Because this study is dependent on the annotation of the genomes, we performed a comparison of annotations. We compare annotations by RAST, NCBI’s PGAP and the annotations of the manually curated genome of Halobacterium salinarum NRC-1 based on experimentally characterized homologs (Pfeiffer and Oesterhelt 2015). The results show the differences between the three types of annotations (Table S3, AS11). The most common difference (198 occurrences) is RAST annotating an ORF as a “hypothetical protein” while PGAP annotated it, usually at the domain or family level (e.g., MGMT family protein, "DUF2103 domain-containing protein"). The second most common difference (185 occurrences) was RAST calling unique ORFs and labeling them as “hypothetical proteins”, typically these are small or partial ORF near the end of contigs. In general, the PGAP annotations and the manually annotated where very close to each other. For this study, the differences in annotation do not represent a significant issue, since the proteins annotated at the family or domain level are not usually interpreted at the functional level and the comparisons are all based on the same annotations. The presence of additional “hypothetical proteins” do not impact the comparisons.

Genes related to osmotic stress adaptation

Upon analysis of the 5 archaeal strains genomes, based on the RAST analysis with the SEED database, various genes responsible for resistance to osmotic stress were found (Table 2). Many genes involved in potassium transport, like Trk potassium uptake system protein (TrkA and TrkH) and Kef-type K+, transport were identified. All the strains have 5 copies of TrkA genes except for AS2, which has 6 copies. AS1 and AS2 have 5 and 6 copies of TrkH genes respectively whereas the other strains have 3 copies. In response to changes in the external osmolarity, potassium is accumulated in the cytoplasm by transport via the Trk system potassium uptake protein (Gorriti et al. 2014). Furthermore, 4 copies of Kef-type K+ transport proteins were detected within the genomes of all strains. AS2, AS8, AS11 and AS19 each had 2 copies of potassium channel proteins and 3 copies of potassium-transporting ATPase (A, B and C chain) while AS1 had 3 copies of potassium channel proteins and 4 copies of potassium-transporting ATPase. All the strains have 1 gene encoding chloride channels except for AS1 which has 2. Moreover, genome analysis confirms the presence of gene encoding Na+/H+ antiporter (one gene for each strain) related to sodium efflux. The Na+/H+ antiporters keep cytoplasm isosmotic with the environment by extruding sodium out of cells in exchange for hydrogen ions (Yang et al. 2006; Cimerman et al. 2018). Furthermore, the genomes contain Na+/H+ antiporter NhaC (one gene for each strain) and Na+/H+ antiporter subunit A, B, C, D, E, F, and G (nine genes for each strain) (Table 2).
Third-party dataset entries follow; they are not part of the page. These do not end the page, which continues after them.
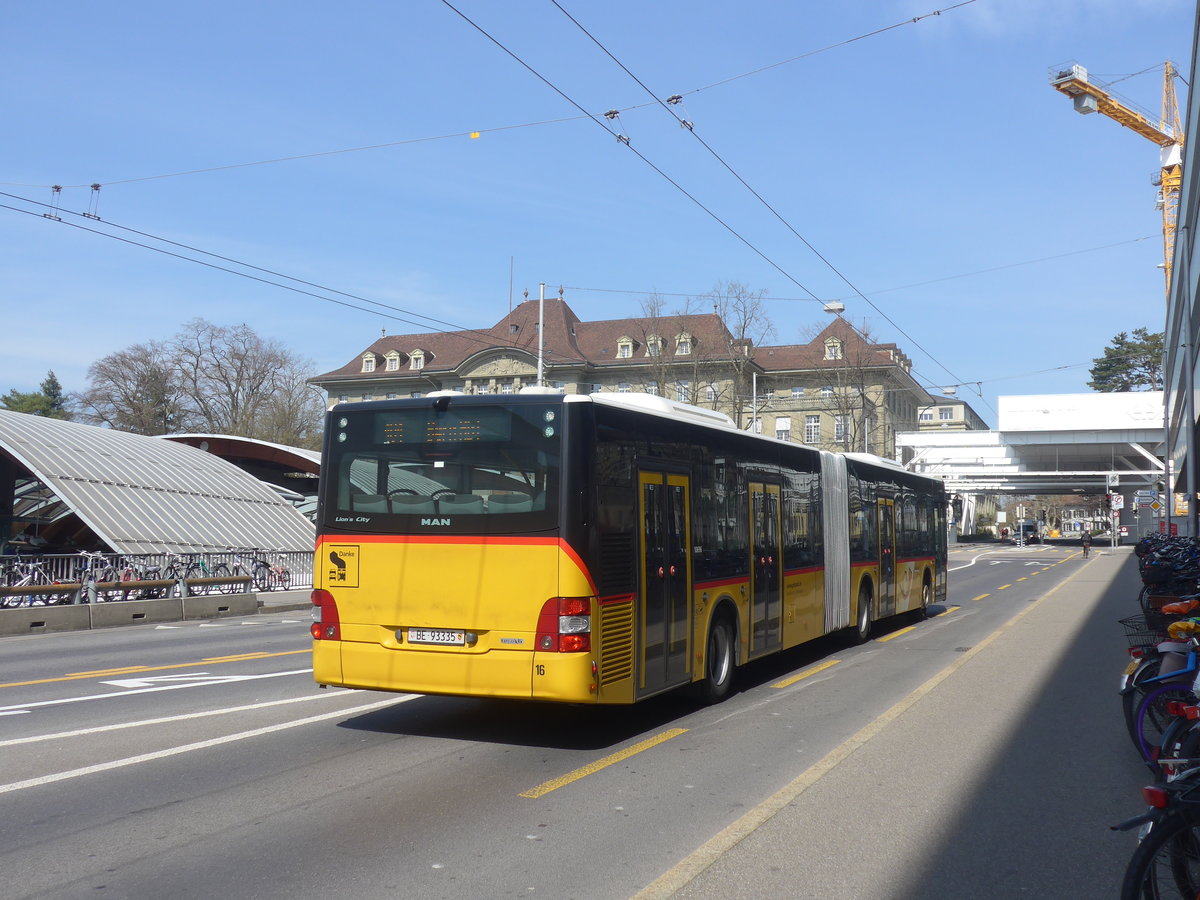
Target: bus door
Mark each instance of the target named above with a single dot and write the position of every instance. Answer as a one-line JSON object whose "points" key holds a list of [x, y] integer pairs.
{"points": [[766, 569], [887, 588], [665, 579]]}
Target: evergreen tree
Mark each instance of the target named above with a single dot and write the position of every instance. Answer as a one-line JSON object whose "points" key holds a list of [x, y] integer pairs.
{"points": [[1129, 364], [47, 401]]}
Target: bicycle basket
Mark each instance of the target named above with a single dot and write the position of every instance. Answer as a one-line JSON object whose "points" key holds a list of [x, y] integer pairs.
{"points": [[1146, 630]]}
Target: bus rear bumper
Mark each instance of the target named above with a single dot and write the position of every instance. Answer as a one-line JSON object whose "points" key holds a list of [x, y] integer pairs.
{"points": [[514, 675]]}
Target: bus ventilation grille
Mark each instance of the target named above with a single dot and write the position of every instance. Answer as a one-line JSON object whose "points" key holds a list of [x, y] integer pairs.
{"points": [[616, 641]]}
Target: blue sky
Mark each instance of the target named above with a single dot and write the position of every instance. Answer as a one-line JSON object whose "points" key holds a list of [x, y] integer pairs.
{"points": [[1000, 238]]}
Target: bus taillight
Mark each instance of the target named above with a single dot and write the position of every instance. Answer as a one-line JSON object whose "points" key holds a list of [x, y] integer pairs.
{"points": [[565, 625], [325, 623]]}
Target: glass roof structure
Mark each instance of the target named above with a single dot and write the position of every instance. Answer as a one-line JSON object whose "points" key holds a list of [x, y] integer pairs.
{"points": [[143, 495]]}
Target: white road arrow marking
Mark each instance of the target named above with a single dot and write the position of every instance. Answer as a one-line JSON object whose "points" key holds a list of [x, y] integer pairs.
{"points": [[207, 681]]}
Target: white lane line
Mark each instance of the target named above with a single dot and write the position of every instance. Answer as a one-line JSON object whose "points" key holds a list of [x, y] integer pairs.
{"points": [[167, 719], [198, 745], [207, 682]]}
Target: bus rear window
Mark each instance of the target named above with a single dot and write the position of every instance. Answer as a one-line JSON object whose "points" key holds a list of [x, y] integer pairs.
{"points": [[468, 468]]}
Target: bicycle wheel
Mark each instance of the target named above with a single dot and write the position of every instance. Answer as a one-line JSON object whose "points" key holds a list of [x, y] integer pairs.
{"points": [[1132, 697], [222, 571], [1167, 863], [261, 577], [1153, 718]]}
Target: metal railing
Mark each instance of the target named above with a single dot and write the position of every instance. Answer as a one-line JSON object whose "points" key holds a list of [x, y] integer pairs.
{"points": [[100, 577]]}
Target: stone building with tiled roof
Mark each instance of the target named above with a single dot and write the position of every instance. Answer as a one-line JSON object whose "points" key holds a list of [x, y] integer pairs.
{"points": [[838, 393]]}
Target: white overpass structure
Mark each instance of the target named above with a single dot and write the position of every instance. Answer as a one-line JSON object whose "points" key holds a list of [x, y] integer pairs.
{"points": [[1051, 444]]}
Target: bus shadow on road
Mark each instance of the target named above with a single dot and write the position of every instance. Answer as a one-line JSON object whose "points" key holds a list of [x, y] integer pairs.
{"points": [[573, 726]]}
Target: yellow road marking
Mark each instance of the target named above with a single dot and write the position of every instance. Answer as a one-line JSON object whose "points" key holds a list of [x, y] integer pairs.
{"points": [[805, 673], [690, 867], [102, 672], [563, 780]]}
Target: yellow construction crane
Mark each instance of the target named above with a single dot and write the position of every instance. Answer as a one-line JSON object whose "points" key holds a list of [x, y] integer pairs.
{"points": [[1168, 133]]}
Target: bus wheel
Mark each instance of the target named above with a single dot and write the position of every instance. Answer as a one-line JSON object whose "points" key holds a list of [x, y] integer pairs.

Table 2 Genes involved in salinity adaptation for the 5 archaeal strainstable

The presence of potassium-related genes and chlorides channels indicates the studied strains accumulated K+ and Cl passively through K+ and Cl channels in the membrane and monitored potassium homeostasis in the cytoplasm but active ATP-dependent K+ transport systems are also present. Most halophilic archaea are known to use classical adaptation strategy “Salt-in strategy” (Thombre et al. 2016; Cimerman et al. 2018). Most organisms adapting this mechanism utilize the Na+/H+ antiporters and ATPase dependent ion transporters for the stable maintenance of sodium gradient across the cell (Thombre et al. 2016). Choline sulfatase, necessary to convert choline sulfate into choline (Osteras et al. 1998), is detected in AS11 and AS19. The presence of this gene suggests these two strains can use “the salt-in strategy” as well as “the salt-out strategy” (Roberts 2005) by the biosynthesis of compatible solutes to resist the osmotic stress in Sfax solar saltern sediments.

All genomes appear to have 2 copies of mechanosensitive ion channel genes that could function as osmosensors and ‘safety-valves’ at times when other systems fail to guard cells from certain death (Martinac 2004). Carbamoyl-phosphate synthase is found in all strains (4 genes for AS1 and 2 genes for the others). Coker et al. (2007) showed carbamoyl-phosphate synthase, which is also detected in Halobacterium sp. NRC-1, is up-regulated under high salt conditions and down-regulated under low salt conditions. Many kinds of protein kinases are found in the genome of the archaeal strains (Table 2). Protein kinases are believed to be involved in the salt stress response cascade in eukaryotic cells as well as some prokaryotic species (Shoumskaya et al. 2005).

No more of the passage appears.